Q: Doesn’t accept bellicist or growth-centered explanations for rise of modern state. Explains rise of new organizational forms (feudalism, the church, and empires, all non-territorial forms of organization => kings, city-leagues, and city-states, territoriality as a dominant principle). The crucial question is not the oft-studied growth of formal government (bureaucracy) but "why some governments took the form of sovereign territorial rule whereas others did not."

Claim: feudalism did not give way to any single successor institution in simple linear fashion.

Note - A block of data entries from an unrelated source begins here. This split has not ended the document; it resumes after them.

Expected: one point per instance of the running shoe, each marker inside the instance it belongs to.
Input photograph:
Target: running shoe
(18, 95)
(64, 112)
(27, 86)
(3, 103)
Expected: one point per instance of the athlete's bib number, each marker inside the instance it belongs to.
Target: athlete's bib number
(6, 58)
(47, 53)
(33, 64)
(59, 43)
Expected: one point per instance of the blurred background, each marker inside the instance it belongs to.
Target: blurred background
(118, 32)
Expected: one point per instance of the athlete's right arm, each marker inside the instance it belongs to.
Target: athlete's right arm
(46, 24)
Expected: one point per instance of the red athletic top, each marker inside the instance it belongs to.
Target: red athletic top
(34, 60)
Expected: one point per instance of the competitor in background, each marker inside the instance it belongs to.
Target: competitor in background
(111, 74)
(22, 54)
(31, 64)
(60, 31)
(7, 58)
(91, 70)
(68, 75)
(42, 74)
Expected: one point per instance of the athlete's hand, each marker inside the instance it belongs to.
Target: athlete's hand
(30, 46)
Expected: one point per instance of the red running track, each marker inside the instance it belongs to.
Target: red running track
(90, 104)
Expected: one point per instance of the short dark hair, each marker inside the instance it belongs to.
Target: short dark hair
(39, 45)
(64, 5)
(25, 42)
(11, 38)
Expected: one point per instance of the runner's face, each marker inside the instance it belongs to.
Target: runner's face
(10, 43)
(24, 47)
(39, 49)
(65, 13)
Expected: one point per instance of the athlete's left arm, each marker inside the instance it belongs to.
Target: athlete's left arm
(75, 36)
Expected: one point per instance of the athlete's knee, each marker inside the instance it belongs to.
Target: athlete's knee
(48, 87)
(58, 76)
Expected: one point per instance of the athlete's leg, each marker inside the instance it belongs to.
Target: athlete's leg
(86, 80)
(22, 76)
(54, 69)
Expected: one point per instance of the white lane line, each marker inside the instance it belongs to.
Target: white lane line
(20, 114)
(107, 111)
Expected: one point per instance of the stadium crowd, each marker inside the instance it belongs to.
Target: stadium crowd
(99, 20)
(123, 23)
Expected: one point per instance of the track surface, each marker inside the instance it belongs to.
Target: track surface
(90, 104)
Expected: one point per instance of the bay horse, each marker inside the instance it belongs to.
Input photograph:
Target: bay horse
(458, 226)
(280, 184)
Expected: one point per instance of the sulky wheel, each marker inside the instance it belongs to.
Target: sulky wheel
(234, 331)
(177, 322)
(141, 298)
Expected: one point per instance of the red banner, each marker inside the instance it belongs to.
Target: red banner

Methodology [Durkheimian]:
Agent-driven choices interaction of individual and state, state as embedded agent.
Model of change: social and political realignments following exogenous shock.
Gould: punctuated equilibrium: institutional outcomes don’t need to be optimal; there are good reasons for static institutions – transaction costs of change are high.

Cases
Examining competing institutions that arose during the decline of feudalism - urban leagues (Germany), city states (Italy) and sovereign monarchies (France);
France: Sovereign State
Goal was to extend authority to counter feudalist landed elite; Shift to exclusive Roman Law (codified, not personalised, over a strict territorial basis, emphasis on personal prosperity).
Germany: Hanseatic League
Alliance between towns and lords (weak kings weren’t able to interfere, no sovereign state), organized trade and war; o clear territorial borders or hierarchical structure, prevention of feudalistic organisation.
Italy: City States
Open for trade, no central authority (strong landed aristocracies), cities under rule of special ‘officers’ (Signoria, Podesta), noble/burgher (citizen) coalition

Findings: (Confirm Gould’s version of evolutionary theory)
  1. dramatic economic change in medieval economy => variety of institutional forms;
  2. selective phase of institutional evolution.
Selection mechanisms: 1) Survival of the fittest; 2) Mutual empowerment; 3) Mimicry and exit. => Sovereign territorial authority proved superior to its rivals in organizing domestic society (mobilizing resources, providing goods, judiciary, enforcement) and structuring external affairs (easier to negotiate).

Summary
  • Sovereignty developed as result of adaptation, not conflict. Isomorphism through competition;
  • The territorial sovereign state prevailed owing to its: a) Internal hierarchy; b) territorial demarcation. (War was intermediary cause only)

Critiques:
1. Nature of Institutional Change: Is change sporadic or incremental? what is the turning point?
  1. Is it institutional change or individual preferences for institutional change?
  2. (how did territorial sovereign states develop in the first instance)?